Солдаты обеих армий вокруг меня пытались подавить удивленный смех. Некоторые преуспели лучше других.

Лорд Матсудаира закрыл глаза и зажал переносицу. Его уши порозовели.

— Ясно, — он взял себя в руки, взглянул на лорда Такеду и госпожу Чийомэ, те кивнули, успешнее сдерживая смех, чем солдаты, но по лицам все было видно. — Встань, Кобаяши. Думаю, ты опаздываешь на пост.

Солдат вскочил на ноги, разбрасывая песок, и низко поклонился.

— Да, мой лорд! Спасибо, мой лорд! — он повернулся, произнес «спасибо» для меня без звука и пошел из зала.

Но его командир остановил его:

— Кобаяши. Ты на испытательном сроке, пока тот приговор исполняют. Если хоть немного оступишься, нарушишь малейшее правило или не выполнишь хоть часть приказа — я передумаю насчет этого… наказания. Это понятно?

Кобаяши поклонился еще ниже и повторил, до того серьезный, что казался глупым:

— Да, мой лорд. Спасибо, мой лорд.

А потом он вышел под дождь, чтобы занять свой пост.

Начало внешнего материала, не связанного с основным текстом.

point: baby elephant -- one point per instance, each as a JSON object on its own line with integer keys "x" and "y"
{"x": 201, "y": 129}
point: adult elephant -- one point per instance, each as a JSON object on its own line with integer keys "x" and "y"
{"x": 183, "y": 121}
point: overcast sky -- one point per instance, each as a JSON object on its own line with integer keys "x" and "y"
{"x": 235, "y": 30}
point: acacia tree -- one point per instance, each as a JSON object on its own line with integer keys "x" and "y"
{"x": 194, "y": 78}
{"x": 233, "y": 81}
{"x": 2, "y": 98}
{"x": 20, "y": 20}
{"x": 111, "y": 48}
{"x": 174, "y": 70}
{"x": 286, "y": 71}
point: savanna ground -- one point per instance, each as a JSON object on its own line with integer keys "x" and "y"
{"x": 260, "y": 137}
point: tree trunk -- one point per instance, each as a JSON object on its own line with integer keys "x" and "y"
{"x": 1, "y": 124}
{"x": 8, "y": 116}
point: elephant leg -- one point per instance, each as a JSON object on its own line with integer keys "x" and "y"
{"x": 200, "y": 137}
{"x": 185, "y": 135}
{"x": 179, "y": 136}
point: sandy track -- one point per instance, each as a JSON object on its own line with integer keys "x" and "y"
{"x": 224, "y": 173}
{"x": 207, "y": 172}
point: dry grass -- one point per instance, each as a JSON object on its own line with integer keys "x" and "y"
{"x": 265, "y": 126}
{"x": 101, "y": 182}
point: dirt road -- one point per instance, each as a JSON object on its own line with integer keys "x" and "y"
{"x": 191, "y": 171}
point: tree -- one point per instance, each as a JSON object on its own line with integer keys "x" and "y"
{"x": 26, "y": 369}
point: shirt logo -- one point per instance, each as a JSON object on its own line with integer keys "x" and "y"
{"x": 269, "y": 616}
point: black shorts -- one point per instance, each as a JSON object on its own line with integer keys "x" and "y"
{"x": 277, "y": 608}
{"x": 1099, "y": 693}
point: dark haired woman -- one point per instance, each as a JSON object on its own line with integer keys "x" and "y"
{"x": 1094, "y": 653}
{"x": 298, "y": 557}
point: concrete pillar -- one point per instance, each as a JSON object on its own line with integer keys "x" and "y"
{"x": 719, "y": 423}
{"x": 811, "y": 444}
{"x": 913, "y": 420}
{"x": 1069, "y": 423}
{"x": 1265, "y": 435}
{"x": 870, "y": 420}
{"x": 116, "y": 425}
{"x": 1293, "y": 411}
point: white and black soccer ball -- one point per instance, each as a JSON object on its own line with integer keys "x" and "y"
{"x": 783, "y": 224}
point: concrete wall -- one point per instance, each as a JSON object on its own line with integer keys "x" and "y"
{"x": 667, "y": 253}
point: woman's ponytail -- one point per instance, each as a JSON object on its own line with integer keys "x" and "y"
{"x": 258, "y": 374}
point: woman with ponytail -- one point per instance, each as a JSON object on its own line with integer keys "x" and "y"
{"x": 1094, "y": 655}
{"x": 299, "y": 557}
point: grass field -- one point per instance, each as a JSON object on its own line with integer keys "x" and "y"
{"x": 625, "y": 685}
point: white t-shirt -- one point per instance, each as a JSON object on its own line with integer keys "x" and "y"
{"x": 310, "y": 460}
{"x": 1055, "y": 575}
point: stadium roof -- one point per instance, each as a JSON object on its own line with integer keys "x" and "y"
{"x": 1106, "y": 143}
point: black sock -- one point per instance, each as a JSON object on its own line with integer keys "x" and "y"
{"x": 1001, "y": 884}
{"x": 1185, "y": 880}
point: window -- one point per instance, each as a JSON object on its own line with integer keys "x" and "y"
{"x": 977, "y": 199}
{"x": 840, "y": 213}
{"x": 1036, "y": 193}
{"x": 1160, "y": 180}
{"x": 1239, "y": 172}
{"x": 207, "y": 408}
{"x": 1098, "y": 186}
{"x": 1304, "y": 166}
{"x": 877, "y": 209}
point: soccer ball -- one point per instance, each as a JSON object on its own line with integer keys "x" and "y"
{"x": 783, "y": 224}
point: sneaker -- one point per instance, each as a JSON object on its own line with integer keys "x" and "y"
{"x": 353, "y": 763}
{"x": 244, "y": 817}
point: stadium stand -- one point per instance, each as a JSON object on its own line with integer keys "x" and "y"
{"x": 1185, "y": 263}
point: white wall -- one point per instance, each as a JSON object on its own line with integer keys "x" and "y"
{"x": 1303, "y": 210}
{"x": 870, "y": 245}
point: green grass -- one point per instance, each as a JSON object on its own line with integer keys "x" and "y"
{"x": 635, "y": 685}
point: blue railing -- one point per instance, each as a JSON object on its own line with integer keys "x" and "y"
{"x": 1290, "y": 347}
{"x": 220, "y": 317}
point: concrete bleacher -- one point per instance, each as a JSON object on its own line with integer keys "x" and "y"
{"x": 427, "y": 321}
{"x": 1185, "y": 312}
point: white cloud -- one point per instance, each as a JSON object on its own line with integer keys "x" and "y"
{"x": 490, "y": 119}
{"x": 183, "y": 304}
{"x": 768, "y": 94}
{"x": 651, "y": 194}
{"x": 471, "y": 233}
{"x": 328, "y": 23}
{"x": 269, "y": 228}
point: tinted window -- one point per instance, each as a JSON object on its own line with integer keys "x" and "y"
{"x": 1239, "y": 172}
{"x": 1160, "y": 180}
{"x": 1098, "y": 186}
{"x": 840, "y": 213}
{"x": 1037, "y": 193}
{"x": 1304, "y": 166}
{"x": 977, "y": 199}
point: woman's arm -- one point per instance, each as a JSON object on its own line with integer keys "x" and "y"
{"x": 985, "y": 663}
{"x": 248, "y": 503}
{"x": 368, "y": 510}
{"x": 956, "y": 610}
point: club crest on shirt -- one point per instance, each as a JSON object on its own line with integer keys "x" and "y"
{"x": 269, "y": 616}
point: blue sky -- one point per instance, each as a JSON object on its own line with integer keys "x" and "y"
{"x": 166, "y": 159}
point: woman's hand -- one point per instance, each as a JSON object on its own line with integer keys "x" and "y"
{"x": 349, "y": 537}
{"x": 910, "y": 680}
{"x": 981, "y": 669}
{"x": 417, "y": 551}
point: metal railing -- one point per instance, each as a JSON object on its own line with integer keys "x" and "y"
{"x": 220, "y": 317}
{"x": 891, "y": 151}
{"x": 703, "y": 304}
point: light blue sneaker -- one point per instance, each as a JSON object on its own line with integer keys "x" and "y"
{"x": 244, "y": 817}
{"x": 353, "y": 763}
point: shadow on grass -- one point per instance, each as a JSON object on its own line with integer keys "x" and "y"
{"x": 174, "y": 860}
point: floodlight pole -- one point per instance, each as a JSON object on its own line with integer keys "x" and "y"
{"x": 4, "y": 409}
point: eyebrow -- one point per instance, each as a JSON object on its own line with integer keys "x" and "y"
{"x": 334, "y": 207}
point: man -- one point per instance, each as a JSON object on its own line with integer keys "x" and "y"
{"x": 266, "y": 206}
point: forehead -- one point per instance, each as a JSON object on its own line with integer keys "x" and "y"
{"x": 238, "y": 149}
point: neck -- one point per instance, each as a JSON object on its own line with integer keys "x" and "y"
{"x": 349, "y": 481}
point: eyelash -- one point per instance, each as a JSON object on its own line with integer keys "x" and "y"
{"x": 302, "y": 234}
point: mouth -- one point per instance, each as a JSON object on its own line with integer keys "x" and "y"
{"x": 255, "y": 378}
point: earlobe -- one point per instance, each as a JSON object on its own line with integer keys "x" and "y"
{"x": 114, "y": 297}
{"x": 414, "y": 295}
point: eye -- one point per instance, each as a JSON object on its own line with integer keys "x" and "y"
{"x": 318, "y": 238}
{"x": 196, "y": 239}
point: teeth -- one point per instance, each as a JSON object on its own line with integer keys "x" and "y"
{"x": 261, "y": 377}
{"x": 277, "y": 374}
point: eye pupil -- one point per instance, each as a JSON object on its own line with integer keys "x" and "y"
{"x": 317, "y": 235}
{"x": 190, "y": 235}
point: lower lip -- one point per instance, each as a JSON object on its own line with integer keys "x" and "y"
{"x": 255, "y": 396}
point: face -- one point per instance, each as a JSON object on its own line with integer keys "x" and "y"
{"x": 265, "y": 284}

Я пообещала рассказать, как все произошло, не забегать вперед. Но приятно нарушить обещание и сказать, что Кобаяши служил долго и благородно сначала лорду Матсудаира, а потом в бакуфу Токугавы, военном правительстве. Он оставался часовым, пока не поседел, и его впавшие щеки покрыли морщины. Но он решил вернуться и больше не бросал пост.

* * *

Я вернулась на кухню с Ки Саном и Кумо, помогла закончить приготовление ужина — рецепт Торая с безвкусными овощами и жареной курицей, которую Ки Сан решил приправить.

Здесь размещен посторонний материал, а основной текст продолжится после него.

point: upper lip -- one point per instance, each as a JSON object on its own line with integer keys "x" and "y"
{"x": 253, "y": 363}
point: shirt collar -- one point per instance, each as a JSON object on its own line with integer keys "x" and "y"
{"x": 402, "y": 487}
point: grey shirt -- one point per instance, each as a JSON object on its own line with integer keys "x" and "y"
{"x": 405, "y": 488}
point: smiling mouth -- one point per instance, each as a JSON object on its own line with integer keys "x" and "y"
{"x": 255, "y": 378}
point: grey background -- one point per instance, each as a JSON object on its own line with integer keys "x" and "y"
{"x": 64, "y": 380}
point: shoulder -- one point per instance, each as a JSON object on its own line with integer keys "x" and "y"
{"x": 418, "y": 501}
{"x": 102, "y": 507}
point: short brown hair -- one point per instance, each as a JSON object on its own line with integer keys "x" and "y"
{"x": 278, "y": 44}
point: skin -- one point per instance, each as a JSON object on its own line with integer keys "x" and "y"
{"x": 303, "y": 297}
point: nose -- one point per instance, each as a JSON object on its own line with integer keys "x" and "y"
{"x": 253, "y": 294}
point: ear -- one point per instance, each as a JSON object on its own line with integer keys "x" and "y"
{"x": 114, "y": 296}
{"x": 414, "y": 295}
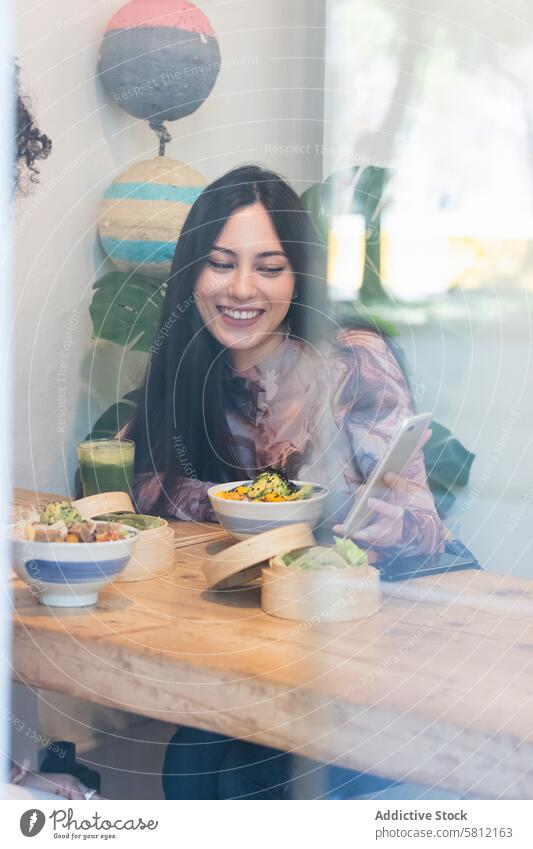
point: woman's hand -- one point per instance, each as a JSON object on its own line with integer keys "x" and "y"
{"x": 56, "y": 783}
{"x": 385, "y": 528}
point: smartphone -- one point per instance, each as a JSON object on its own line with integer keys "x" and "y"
{"x": 401, "y": 450}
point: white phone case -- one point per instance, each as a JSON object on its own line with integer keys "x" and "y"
{"x": 402, "y": 448}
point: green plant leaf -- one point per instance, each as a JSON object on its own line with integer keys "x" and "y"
{"x": 115, "y": 417}
{"x": 126, "y": 310}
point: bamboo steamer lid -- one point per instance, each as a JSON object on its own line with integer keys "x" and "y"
{"x": 241, "y": 563}
{"x": 153, "y": 556}
{"x": 104, "y": 502}
{"x": 320, "y": 595}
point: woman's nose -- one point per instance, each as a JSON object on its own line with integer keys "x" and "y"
{"x": 242, "y": 285}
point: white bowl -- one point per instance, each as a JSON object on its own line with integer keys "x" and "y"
{"x": 243, "y": 519}
{"x": 70, "y": 574}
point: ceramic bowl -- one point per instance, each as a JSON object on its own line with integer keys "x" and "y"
{"x": 243, "y": 519}
{"x": 71, "y": 574}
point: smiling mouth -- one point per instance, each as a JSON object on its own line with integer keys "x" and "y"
{"x": 238, "y": 314}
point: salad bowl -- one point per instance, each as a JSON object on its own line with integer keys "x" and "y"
{"x": 243, "y": 519}
{"x": 71, "y": 575}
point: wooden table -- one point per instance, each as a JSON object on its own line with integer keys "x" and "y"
{"x": 437, "y": 688}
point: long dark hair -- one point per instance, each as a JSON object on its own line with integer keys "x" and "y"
{"x": 180, "y": 428}
{"x": 30, "y": 143}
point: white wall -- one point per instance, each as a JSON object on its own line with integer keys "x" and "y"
{"x": 6, "y": 134}
{"x": 268, "y": 94}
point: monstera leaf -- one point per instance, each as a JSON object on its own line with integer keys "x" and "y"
{"x": 115, "y": 417}
{"x": 126, "y": 309}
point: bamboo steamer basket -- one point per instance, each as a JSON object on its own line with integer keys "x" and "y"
{"x": 153, "y": 555}
{"x": 241, "y": 563}
{"x": 104, "y": 502}
{"x": 320, "y": 595}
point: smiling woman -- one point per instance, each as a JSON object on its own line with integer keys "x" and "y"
{"x": 254, "y": 373}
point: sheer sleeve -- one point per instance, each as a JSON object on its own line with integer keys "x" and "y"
{"x": 371, "y": 399}
{"x": 190, "y": 502}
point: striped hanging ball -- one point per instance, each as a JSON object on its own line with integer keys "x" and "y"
{"x": 159, "y": 59}
{"x": 142, "y": 214}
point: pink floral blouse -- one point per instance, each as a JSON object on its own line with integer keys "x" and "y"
{"x": 323, "y": 415}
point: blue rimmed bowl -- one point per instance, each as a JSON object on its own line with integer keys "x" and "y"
{"x": 243, "y": 519}
{"x": 66, "y": 574}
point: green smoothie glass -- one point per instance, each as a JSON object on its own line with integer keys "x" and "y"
{"x": 106, "y": 465}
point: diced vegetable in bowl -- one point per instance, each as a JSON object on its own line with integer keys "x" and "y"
{"x": 67, "y": 559}
{"x": 271, "y": 500}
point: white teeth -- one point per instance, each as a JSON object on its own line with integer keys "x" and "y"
{"x": 241, "y": 314}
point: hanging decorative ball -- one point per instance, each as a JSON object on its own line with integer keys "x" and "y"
{"x": 142, "y": 214}
{"x": 159, "y": 60}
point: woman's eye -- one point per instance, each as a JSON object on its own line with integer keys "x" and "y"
{"x": 219, "y": 266}
{"x": 271, "y": 269}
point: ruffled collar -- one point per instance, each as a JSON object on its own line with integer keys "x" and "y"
{"x": 253, "y": 389}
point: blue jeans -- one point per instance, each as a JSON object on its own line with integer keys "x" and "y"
{"x": 202, "y": 765}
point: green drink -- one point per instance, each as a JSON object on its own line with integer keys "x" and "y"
{"x": 106, "y": 465}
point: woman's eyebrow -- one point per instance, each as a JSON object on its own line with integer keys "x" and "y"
{"x": 262, "y": 254}
{"x": 223, "y": 250}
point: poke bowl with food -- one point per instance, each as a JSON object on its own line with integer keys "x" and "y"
{"x": 67, "y": 559}
{"x": 271, "y": 500}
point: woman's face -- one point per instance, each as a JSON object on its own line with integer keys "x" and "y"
{"x": 245, "y": 289}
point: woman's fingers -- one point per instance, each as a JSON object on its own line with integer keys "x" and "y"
{"x": 393, "y": 511}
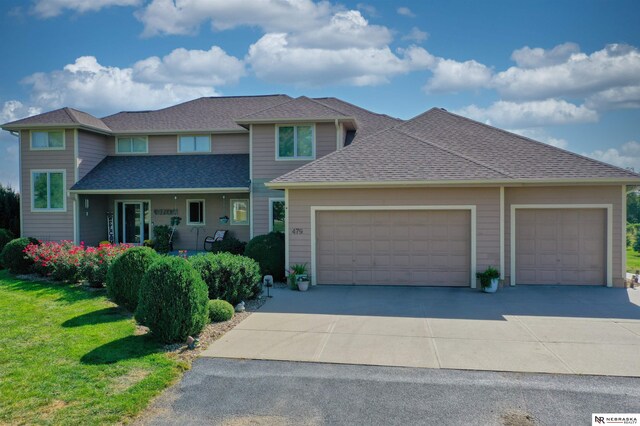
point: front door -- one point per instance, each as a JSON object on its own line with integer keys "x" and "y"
{"x": 131, "y": 222}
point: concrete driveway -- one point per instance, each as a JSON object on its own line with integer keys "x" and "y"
{"x": 572, "y": 330}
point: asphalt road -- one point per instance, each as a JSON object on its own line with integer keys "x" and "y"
{"x": 243, "y": 392}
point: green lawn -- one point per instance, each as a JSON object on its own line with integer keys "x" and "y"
{"x": 633, "y": 260}
{"x": 69, "y": 356}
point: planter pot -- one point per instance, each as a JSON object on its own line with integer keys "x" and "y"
{"x": 493, "y": 287}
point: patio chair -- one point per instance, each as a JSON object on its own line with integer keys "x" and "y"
{"x": 218, "y": 236}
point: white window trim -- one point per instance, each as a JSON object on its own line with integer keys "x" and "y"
{"x": 607, "y": 207}
{"x": 64, "y": 140}
{"x": 33, "y": 193}
{"x": 271, "y": 201}
{"x": 192, "y": 135}
{"x": 314, "y": 209}
{"x": 196, "y": 200}
{"x": 233, "y": 222}
{"x": 295, "y": 142}
{"x": 146, "y": 138}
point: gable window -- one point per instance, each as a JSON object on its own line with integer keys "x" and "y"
{"x": 195, "y": 211}
{"x": 276, "y": 214}
{"x": 47, "y": 190}
{"x": 52, "y": 139}
{"x": 194, "y": 143}
{"x": 132, "y": 145}
{"x": 295, "y": 142}
{"x": 239, "y": 212}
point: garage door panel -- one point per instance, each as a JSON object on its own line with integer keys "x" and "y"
{"x": 398, "y": 247}
{"x": 561, "y": 246}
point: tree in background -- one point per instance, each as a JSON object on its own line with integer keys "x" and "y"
{"x": 9, "y": 210}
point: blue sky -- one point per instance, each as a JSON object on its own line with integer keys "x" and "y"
{"x": 563, "y": 72}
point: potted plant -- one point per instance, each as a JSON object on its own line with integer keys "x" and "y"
{"x": 298, "y": 277}
{"x": 489, "y": 279}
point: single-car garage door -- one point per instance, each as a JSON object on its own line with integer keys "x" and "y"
{"x": 561, "y": 246}
{"x": 400, "y": 247}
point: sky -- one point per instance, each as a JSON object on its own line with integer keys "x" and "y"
{"x": 562, "y": 72}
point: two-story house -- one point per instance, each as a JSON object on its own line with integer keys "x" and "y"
{"x": 363, "y": 198}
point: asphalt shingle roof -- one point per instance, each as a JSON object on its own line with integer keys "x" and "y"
{"x": 168, "y": 172}
{"x": 441, "y": 146}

— Не хочется подавать то, что задумал этот baesinja*, да?

Мы все согласились, даже Кумо-сан, который был задумчивым.

Тоуми, Эми и Аимару слушали у двери. Мы погрузили курицу в темный перечный маринад, и Тоуми буркнула:

— Знала, что этот низкий бака добра не принесет.

Я ожидала, что повара упрекнут ее, но Ки Сан выглядел так, словно соглашался с ней, и Кумо посмотрел на балки, будто искал ответа у трав.

Мы сосредоточилась на приготовлении еды, хотя другие точно думали, умерли ли уже братья Торай, и как это сделали.

Кухню наполнил острый запах жарящейся курицы с луком и имбирем в воке.

Тот ужин был менее тихим, чем приемы пищи до этого — офицеры с обеих сторон зала снова болтали, а Миэко и Сачи с другими куноичи старались общаться бодро, избегая тем убийства и шпионов.

Хоть темные темы не звучали, о них все равно думали. Количество сакэ, которое наливали мы с Шино, показывало, что болтовня и смех прикрывали мрачные мысли.

Шино выглядела пустой. Без души.

— Ты в порядке? — спросила я.

Она даже не рявкнула на меня, как я ожидала, но просто пожала плечами.

Я налила Миэко сакэ, и она шепнула, что встретится со мной у кухни в Час Свиньи, когда другие уснут.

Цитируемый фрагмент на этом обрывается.